The interviews include answers to questionnaires that Tritt gives to her subjects and sometimes to the parents of very young kids. “That part sort of happened organically,” she says. “I think in my fantasy career I’m Terry Gross. So the interviewing part is really exciting.” After each shoot, she sends a set of written questions, which have evolved over the course of the project. “This way they’ve already gotten to know me and trust me and they can say exactly what they mean to say.” She asks subjects to describe their hopes and dreams and the challenges they’ve faced, and asks parents to describe what’s special about their child (“He…wants to help other kids like him, kids that maybe don’t have parents who are as supportive as me,” says the mother of an 8 year old in Illinois.) Tritt prefers writing to audio interviews (which she also conducts), because “I really want these families and young people to be saying exactly what they need to say and what they want people to know about them,” she says. “I want it to be their story.

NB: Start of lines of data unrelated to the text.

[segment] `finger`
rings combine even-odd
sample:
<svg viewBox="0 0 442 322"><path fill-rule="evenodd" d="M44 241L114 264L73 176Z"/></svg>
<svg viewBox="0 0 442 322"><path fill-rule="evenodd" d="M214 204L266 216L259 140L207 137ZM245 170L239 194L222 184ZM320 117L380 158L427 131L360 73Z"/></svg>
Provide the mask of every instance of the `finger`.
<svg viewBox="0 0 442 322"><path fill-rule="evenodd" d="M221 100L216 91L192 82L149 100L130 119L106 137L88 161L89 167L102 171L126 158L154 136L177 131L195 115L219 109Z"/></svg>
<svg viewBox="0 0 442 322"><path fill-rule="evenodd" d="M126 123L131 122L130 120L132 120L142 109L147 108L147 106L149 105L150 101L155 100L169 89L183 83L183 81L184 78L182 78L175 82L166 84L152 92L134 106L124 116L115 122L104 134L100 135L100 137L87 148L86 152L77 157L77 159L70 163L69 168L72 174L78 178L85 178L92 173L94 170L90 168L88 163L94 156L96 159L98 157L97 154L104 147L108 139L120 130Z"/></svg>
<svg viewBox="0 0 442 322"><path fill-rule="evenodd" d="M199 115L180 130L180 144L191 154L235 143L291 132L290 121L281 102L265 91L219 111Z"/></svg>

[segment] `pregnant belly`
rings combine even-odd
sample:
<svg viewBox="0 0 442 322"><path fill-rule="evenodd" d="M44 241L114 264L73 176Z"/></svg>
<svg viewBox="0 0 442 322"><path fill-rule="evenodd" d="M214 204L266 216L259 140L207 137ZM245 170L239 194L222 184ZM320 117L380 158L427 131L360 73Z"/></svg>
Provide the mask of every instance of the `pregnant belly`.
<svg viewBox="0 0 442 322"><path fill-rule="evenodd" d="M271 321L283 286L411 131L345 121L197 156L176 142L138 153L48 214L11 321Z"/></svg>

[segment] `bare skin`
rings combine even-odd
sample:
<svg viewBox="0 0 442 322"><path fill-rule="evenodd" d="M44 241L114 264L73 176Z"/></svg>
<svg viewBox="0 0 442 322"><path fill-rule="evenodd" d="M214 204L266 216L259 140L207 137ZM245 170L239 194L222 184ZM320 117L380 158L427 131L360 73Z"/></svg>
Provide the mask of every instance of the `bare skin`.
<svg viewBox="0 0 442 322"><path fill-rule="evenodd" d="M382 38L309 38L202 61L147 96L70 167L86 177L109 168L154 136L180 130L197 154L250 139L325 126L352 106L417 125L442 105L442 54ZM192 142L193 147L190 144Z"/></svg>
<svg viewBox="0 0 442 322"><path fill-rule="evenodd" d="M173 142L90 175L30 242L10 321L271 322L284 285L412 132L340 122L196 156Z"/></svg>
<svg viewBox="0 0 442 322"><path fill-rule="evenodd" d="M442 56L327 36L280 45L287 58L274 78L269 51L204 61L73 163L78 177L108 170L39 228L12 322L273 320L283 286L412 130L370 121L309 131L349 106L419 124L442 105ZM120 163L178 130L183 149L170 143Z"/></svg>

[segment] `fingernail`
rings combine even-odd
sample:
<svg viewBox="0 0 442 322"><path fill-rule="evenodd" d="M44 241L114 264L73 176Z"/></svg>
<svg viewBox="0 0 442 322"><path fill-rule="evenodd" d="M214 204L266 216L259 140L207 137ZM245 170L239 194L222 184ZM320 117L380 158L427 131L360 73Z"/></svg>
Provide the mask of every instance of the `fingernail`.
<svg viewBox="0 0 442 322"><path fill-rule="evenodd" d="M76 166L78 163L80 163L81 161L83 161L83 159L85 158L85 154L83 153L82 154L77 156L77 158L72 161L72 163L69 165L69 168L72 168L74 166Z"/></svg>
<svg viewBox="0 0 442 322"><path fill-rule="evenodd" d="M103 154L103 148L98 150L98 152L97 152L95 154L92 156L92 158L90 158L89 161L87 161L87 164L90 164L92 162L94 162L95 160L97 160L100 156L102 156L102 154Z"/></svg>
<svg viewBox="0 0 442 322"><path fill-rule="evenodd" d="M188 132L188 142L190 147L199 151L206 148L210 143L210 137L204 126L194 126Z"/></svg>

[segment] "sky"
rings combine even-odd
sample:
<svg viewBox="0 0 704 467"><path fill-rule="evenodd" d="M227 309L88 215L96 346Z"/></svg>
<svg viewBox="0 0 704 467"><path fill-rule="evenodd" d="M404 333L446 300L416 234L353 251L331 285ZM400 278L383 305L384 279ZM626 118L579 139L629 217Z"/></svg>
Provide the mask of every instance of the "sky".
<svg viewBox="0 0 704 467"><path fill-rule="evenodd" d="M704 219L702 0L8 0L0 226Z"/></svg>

I just help coax it along.”
Tritt used a rented Pentax 645Z “for 90% of my shoots,” with a few others shot with her Canon or on film with a Hasselblad. The project has involved a lot of travel, which she has paid for herself. “Quite frankly the biggest challenge has been funding,” she says. Another challenge has been the current political climate, and the “wave of hate crimes and hate legislation” it has brought. But that, she says, has made her “more committed to making this project work.”